You're reading: Meet Ukraine’s Defenders: (3) Casualty Reception Center Nurse Olena Saprykina, 25th Airborne Brigade

Nobody knew what kind of explosion it was, but it was massive. Nobody expected any soldier caught up in the frontline blast to have survived.

But on May 10, early in the afternoon, eight paratroopers from Ukraine’s 25th Airborne Brigade were transported in several ambulances to a village not far from the Donbas line of contact.

Orderlies unloaded the vehicles and helped the soldiers into the Brigade’s Casualty Reception Center. Some had difficulty walking, a couple needed stretchers, and most had that distant, stunned look as if emerging from a terrible and disorienting car accident.

For the nurses attending to them, this was a mass casualty event, with the paratroopers experiencing severe concussion. They loosened belts, removed shirts, cleaned dirt, performed head to toe inspections for external injuries, examined for internal complications, attached intravenous drips and probed ear canals for damage. One man was shivering so the nurses covered him up. Another was shaking in pain and had trouble breathing so they administered electrocardiography.

Nurse Olena Saprykina’s job is to look after troops on the frontline who suffer serious injury. At 20 years old, she is the junior member of a three-nurse team backed by two doctors.

As Saprykina and her colleagues worked, they talked back and forth to each other like a well-practiced basketball team: “That man has already received painkillers…this man needs his right leg and foot re-checked for possible fractures… make sure we note that guy’s blood type, we’re going to need to pull out more saline to be ready for the next wave of casualties,” etc.

The 25th Airborne has been on the frontline and fighting since the (renewed) Russian invasion on Feb. 24, and the Casualty Reception Center has been operating 24/7 since then.
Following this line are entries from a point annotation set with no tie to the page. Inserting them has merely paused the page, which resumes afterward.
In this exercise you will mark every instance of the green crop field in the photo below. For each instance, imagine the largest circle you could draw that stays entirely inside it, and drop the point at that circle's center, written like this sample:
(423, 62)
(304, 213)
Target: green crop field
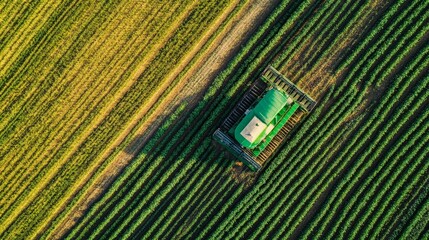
(107, 110)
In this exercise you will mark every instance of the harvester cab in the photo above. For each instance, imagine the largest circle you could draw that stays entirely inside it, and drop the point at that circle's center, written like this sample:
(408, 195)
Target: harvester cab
(258, 125)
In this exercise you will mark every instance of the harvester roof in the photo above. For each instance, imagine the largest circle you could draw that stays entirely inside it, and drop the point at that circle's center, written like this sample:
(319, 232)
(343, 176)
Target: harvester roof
(253, 128)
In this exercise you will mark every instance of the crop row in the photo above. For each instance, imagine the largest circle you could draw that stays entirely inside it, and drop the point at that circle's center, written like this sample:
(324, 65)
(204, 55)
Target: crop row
(101, 129)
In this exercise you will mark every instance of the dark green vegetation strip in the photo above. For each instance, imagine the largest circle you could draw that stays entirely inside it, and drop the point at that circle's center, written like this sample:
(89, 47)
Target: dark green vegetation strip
(355, 168)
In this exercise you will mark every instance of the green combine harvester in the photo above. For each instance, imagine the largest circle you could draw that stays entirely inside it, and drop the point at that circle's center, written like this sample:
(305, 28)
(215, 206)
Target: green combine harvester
(260, 122)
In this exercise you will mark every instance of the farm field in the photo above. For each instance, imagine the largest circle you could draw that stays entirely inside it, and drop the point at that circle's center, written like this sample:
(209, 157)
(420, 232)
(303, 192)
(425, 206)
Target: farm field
(108, 109)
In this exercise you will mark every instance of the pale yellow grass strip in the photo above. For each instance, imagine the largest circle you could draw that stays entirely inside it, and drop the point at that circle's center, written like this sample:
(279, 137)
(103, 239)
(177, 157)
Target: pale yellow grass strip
(90, 128)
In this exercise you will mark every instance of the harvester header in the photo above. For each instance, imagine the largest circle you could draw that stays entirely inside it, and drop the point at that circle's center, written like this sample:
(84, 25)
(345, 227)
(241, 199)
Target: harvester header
(260, 122)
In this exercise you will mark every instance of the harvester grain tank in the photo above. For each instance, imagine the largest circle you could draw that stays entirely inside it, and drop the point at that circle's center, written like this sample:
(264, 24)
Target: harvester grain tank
(260, 122)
The fighting has been constant and, even now, more than two months into the war, medical staff work when necessary and rest when possible.

Saprykina told the Kyiv Post that she has not yet had a day off nor requested one. She has only managed to grab an hour or two to visit the shelled and mostly deserted town near the Casualty Reception Center a couple of times. Otherwise, she lives on site and gets on with the job at hand.
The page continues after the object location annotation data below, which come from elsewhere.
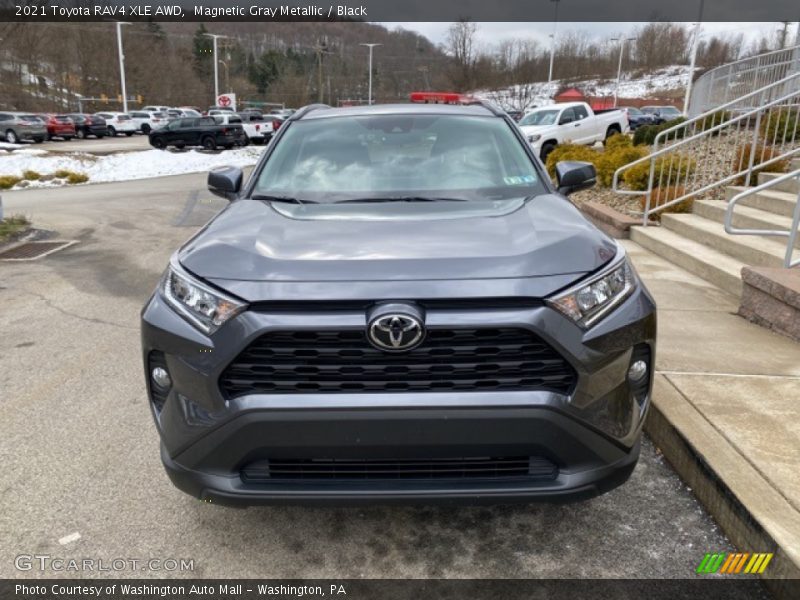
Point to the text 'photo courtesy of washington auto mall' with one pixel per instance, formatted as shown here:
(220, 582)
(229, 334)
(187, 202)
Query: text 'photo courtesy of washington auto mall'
(400, 299)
Aside from the wounded soldiers, her co-workers, the rare volunteer team and even rarer reporter, Saprykina has spoken with no-one.

Nurse Olena Saprykina taking information from a wounded soldier while other medical workers treat a group of men with severe concussions as a result of Russian artillery at the 25th Airbourne Brigade’s Casualty Reception Center, Donetsk Region, Ukraine, May 10, 2022. (Christopher Occhicone/Redux)

“Yes,” she says, “I get a little tired sometimes.” She concedes that the staff there are very supportive but that it’s not always easy being a young woman with relatively little life experience, serving in one of Ukraine’s most elite combat units.

We ask her if she has ever felt harassed or excluded. “Absolutely not,” she says, pointing out that, in her view, a woman volunteering for a combat unit like the 25th Airborne should be intelligent enough to understand what she’s getting herself into.

Saprykina makes it clear that the job she signed up for is to help the wounded at all times, to do so professionally, to get them back to the fight and – more importantly – to give them a chance to return safely to their families.

The 25th Airborne Brigade is a professional fighting organization, with high standards for everyone. The nursing team’s day-to-day work involves giving injured soldiers professional care, and for as long as the Russians are trying to kill the Ukrainian military personnel, staff at the Casualty Reception Center must be ready to do their job at all times, without exceptions or excuses.

“Whether or not the work is gruelling, or if it’s a man or woman doing the work, is irrelevant,”, Saprykina explains. She tells us that she could theoretically put in for leave but hasn’t.

Saprykina is a four-year medical student and a trained nurse, having gone directly into the military after graduating. All being well, she plans to study to become a pharmacist or a doctor after the war.

She has no immediate plans of settling down and starting a family because, for now, she wants to concentrate on her career. “For the foreseeable future,” she says, “that means more wounded soldiers, without a break.”

Saprykina had been busy treating the wounded before she sat down to speak with the Kyiv Post. As the interview ends, she’s back on her feet, reviewing patient data before transferring the soldiers for further recovery.